The structures of the dimers, tetramers, and octamer formed by peptide 1 contribute to the rich structural landscape of amyloidogenic peptides and proteins. CryoEM structures of fibrils formed by amyloidogenic peptides and proteins such as Aβ, islet amyloid polypeptide, tau, α-synuclein, and human prion protein have revealed that the peptides and proteins adopt highly convoluted shapes and pack together to form twisted filaments.^{8,10,12,13,14,15,16} The twisted shapes of the oligomers formed by peptide 1 are distinct from the twists of fibrils and filaments. The structure of the sandwich-like tetramer formed by peptide 1 (PDB 6WXM) is reminiscent of the Aβ tetramer reported by Streltsov et al. (PDB 3MOQ), as well as the tetramer formed by transthyretin (e.g., PDB 1TTC).^21,48 It is also evocative of the Aβ tetramer and octamer structural models from Ciudad et al. (PDB 6RHY).²⁶ Prominent features of these structures include antiparallel β-hairpins that pack together in a sandwich-like fashion to form a hydrophobic core, much like the sandwich-like tetramer formed by peptide 1.

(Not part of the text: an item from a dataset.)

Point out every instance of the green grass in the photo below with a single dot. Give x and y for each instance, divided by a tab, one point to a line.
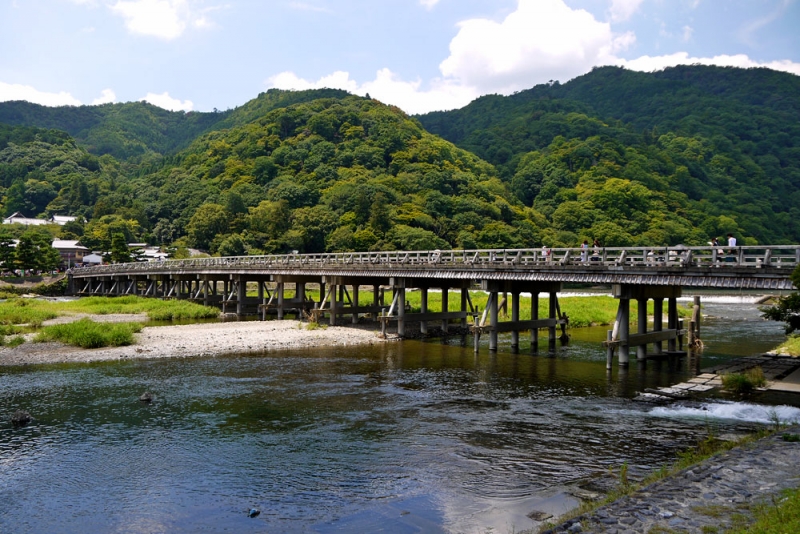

The parallel and antiparallel β-sheet dimers, the sandwich-like and twisted β-sheet tetramers, and the octamer formed by peptide 1 add to the diversity of Aβ-derived oligomers observed by our laboratory. In studying, β-hairpin peptides that contain the central and C-terminal regions of Aβ, we have discovered a variety of different structures (Figure 9). These structures reveal the intricate ways that Aβ β-hairpins can fit together to form compact oligomers that are stabilized by edge-to-edge hydrogen bonding interactions and hydrophobic cores. We believe the variety of structures we have observed exemplifies the heterogeneity of oligomers formed by Aβ in vitro and in the brain. Investigating the exact relationship between the oligomer structures we have observed crystallographically and the structures of Aβ oligomers in Alzheimer’s disease is an active area of research in our laboratory, and we will report our findings from these studies in due course.

Figure 9.

Representative oligomers of Aβ-derived peptides observed in our laboratory by X-ray crystallography.

METHODS

Synthesis of peptide 1, X-ray crystallographic procedures, Aβ oligomer preparation, SDS-PAGE and silver staining, and replica-exchange molecular dynamics were performed as described previously.^{29,30,31,32,33} These procedures are restated in detail in the Materials and Methods section in the Supporting Information.